BTW none of the issues occur in D-Bus, that was designed to fit these use cases which is why it typically gets used for "privileged" APIs on Linux. Fixing this issue in X11 would probably entail throwing out the protocol entirely and making something new that works more like D-Bus. Maybe you could avoid that by hacking Xlib and making another X server with an elaborate set of heuristics but that won't work for everything and also seems like a really bad way to do security. At best you probably rewrite the whole X server to end up with something roughly equivalent to XWayland.
shatteredgate
·vor 5 Jahren·discuss
Open source doesn't really work like that, there is no top-down decision maker setting priorities for what should be done in any given distribution. Usually what happens is you wait until it becomes enough of a problem that some distribution fixes it, but this one is low priority given that distributions would probably prefer to focus on native Wayland ports for the software they have control over that is packaged in their distribution. And for the external software they don't have control over, it's much harder to find people to work on those.
shatteredgate
·vor 5 Jahren·discuss
I don't see why. BSD and GPL are equally compatible, it doesn't matter which way you go. I can see why they wouldn't want a GPL component to be mandatory but it can be made an optional component for Linux compatibility which seems to be the way BSD would want it anyway.
shatteredgate
·vor 5 Jahren·discuss
A lot of the various security options in systemd: https://www.freedesktop.org/software/systemd/man/systemd.exe...

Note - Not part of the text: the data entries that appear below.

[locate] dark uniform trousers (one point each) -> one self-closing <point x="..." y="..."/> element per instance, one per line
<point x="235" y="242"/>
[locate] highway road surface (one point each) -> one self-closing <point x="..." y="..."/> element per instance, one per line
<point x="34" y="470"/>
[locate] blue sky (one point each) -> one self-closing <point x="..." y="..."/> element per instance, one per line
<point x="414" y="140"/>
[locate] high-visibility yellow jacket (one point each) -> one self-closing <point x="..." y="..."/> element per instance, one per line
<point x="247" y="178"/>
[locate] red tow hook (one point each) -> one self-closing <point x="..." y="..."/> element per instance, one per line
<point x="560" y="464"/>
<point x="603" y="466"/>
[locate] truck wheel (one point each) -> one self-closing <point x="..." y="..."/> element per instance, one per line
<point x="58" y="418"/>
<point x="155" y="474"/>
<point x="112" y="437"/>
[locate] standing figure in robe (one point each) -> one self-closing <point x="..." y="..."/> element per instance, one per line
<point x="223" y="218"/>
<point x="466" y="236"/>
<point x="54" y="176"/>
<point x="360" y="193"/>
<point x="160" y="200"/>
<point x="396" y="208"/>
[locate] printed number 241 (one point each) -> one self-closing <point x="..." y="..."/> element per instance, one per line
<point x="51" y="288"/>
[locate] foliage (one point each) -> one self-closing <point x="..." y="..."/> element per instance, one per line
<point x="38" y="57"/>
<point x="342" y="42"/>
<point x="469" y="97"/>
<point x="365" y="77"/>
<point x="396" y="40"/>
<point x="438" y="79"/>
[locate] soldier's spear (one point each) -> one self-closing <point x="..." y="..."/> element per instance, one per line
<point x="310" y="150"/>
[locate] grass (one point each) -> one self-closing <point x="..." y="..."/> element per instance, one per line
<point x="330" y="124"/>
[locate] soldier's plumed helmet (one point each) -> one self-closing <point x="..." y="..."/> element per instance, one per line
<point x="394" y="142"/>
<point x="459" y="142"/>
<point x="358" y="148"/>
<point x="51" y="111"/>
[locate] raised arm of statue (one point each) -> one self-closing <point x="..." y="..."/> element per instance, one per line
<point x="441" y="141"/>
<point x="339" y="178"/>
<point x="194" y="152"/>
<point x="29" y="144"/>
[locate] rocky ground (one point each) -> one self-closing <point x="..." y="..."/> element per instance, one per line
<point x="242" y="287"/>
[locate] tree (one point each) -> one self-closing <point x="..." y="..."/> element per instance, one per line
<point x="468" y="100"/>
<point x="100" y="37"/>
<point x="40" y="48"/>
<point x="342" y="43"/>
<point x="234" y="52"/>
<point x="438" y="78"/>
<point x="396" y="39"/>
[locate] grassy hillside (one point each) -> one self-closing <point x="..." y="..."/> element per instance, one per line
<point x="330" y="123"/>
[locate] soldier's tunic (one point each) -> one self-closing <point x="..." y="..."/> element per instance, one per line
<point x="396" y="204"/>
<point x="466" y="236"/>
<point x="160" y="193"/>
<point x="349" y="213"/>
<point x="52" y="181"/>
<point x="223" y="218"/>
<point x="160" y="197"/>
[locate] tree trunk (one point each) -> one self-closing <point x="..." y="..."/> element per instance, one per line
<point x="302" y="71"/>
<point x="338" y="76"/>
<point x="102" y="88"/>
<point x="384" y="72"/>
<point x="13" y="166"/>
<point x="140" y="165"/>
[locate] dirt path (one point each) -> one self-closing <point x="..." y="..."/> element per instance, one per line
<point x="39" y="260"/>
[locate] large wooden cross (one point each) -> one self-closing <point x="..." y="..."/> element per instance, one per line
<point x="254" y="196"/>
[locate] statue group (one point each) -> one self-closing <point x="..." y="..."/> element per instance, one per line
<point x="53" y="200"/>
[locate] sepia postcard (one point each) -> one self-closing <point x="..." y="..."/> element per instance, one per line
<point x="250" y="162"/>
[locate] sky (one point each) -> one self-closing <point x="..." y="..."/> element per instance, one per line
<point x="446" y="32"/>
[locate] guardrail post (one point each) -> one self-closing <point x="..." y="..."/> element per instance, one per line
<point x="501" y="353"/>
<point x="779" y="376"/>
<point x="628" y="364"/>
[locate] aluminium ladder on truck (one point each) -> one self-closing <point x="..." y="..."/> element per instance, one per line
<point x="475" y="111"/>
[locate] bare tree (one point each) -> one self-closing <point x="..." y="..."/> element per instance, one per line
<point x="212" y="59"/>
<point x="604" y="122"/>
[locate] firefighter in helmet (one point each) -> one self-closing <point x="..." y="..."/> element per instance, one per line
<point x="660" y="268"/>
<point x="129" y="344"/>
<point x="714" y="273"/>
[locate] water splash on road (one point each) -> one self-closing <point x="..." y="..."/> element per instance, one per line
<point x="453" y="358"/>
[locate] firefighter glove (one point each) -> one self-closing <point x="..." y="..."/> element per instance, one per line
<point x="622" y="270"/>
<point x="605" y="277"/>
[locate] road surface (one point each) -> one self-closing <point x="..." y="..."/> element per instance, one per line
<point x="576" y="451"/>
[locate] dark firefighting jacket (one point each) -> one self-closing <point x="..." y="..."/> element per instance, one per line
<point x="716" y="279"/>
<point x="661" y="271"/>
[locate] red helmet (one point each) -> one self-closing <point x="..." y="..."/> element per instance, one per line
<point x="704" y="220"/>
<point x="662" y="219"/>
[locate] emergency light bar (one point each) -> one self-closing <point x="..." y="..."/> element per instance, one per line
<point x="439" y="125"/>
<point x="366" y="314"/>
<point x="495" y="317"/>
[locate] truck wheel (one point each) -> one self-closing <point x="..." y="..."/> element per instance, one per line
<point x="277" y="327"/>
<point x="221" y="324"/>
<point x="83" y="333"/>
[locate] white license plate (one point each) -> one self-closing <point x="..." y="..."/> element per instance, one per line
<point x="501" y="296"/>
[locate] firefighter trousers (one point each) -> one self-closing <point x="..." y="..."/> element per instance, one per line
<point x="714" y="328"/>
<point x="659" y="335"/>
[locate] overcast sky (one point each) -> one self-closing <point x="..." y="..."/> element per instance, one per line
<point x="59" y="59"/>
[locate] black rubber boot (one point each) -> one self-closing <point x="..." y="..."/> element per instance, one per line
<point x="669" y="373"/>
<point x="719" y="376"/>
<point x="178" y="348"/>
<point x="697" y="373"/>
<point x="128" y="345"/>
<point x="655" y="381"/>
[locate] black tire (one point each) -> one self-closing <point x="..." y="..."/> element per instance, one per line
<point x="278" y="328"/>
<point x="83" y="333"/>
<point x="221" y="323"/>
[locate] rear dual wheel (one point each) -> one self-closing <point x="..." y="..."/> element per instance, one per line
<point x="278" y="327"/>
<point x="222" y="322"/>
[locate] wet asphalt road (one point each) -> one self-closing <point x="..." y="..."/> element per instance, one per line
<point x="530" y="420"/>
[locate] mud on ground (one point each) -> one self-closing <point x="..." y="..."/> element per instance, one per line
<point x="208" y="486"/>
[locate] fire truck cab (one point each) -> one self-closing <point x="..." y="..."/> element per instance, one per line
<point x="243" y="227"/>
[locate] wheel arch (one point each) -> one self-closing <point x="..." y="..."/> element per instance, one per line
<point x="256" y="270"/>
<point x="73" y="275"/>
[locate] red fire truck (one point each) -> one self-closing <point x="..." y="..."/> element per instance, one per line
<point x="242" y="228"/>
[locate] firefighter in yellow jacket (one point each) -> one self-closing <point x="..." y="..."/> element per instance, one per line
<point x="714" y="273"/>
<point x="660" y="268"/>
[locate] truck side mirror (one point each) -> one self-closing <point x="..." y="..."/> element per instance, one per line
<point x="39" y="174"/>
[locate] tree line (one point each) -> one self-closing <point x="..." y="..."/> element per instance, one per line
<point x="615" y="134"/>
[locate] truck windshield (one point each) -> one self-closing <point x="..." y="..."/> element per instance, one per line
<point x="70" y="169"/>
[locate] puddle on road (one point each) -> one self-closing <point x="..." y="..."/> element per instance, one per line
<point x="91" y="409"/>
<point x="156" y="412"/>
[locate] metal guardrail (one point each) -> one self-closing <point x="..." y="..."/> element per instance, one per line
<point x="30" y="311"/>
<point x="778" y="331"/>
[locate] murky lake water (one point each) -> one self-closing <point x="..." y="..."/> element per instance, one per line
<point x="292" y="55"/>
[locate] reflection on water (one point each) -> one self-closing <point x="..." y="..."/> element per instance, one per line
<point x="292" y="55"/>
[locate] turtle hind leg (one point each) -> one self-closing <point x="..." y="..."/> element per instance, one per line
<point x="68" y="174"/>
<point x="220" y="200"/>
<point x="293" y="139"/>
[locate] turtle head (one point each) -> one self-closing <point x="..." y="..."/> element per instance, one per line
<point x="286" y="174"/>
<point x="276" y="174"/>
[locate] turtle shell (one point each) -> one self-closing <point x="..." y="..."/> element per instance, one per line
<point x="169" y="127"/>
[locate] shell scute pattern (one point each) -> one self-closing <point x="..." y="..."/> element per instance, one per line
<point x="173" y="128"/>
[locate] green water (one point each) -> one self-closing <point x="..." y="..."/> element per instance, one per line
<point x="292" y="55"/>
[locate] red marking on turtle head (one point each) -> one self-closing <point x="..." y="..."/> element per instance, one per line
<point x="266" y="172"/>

The sandboxing and mount-related ones are implemented with namespaces, and the idea with them is to not make any of them mandatory so they can be slowly added to system services. That way you can get some of the benefits without needing to build a full rootfs/container for the service. I am not sure how any of those would be done with jails because jails require you to create a chroot and network interface, whereas in Linux the mount and network namespaces are just optional namespaces and you can still use the other namespaces without using them.
shatteredgate
·vor 5 Jahren·discuss
Not anymore, unprivileged user namespaces make it so you don't have to do that. That's how podman's "rootless containers" are able to work.
shatteredgate
·vor 5 Jahren·discuss
In my experience, both Linux developers and BSD developers don't seem to care too much about porting things to the other's operating system. If you want to do things the Linux way you can use Linux, and if you want to do things the BSD way you can use BSD. That's seen as easier than trying to glue two incompatible things together.
shatteredgate
·vor 5 Jahren·discuss
I haven't tested runj but just from looking at it, it seems it is not fully compatible with everything that runc does because the OCI itself specifies a lot of Linux-specific functionality.